A study in rodents indicated that MLC 901 had neuroprotective, neuroplasticity and neuroproliferative (neurogenesis) effects.
In 2009, a paper summarized unpublished data on a clinical trial comparing Neuroaid to another traditional Chinese medicine (Buchang Naoxintong Jiaonang) on 605 patients in post stroke recovery. Patients started Neuroaid at least two weeks and less than 6 month after their stroke. The research showed that patients taking Neuroaid had a greater improvement in a measure of functionality at 1 month of treatment, whereas no significant benefit was observed in either group in terms of neurological deficit score and individual scores. Nausea and vomiting were reported as side effects.
A 2013 systematic review noted limitations in the available evidence, but concluded that there was some evidence that Neuroaid (MLC 601) "could be effective in further improving functional independence and motor recovery and is safe for patients with primarily nonacute stable stroke."

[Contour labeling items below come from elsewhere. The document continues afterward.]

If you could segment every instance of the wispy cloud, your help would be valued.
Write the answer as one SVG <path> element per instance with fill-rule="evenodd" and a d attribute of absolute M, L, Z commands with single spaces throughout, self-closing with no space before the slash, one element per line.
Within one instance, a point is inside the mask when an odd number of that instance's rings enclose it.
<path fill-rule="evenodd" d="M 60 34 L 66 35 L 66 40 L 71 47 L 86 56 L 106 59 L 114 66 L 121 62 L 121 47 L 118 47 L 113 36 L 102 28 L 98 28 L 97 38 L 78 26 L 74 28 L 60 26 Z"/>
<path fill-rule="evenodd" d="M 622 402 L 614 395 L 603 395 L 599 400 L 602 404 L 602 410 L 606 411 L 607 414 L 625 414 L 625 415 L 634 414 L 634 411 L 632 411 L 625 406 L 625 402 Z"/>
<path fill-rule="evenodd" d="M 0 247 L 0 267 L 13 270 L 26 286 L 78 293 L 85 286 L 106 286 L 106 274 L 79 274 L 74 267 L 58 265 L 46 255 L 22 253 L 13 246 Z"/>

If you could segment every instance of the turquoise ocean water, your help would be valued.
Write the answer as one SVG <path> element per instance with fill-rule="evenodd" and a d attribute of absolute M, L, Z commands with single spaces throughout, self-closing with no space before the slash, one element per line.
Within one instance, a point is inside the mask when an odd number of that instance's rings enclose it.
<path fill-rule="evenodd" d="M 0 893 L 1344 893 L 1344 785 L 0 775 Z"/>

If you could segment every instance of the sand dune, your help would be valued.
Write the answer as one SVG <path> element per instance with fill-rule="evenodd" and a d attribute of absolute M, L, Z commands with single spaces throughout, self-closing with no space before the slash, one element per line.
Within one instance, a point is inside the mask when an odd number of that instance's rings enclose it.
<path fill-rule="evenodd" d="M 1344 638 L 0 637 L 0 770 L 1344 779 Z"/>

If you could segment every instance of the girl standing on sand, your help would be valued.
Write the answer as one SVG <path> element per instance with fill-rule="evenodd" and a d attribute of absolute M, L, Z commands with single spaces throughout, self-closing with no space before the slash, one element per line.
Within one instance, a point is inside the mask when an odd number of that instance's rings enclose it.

A study conducted in Asia on 1100 patients, initiated on Neuroaid within 72 hours of the stroke onset as an add on to medication concluded that MLC601 is statistically no better than placebo in improving outcomes at 3 months when used among patients with acute ischemic stroke of intermediate severity.
The double blind placebo-controlled randomized Phase II Pilot study called TIERS was conducted on 40 patients receiving MLC601 3 times a day for four weeks. The treatment was initiated less than one month after the stroke. The results published in 2009 showed that there were no significant statistical differences between the placebo and the Neuroaid groups.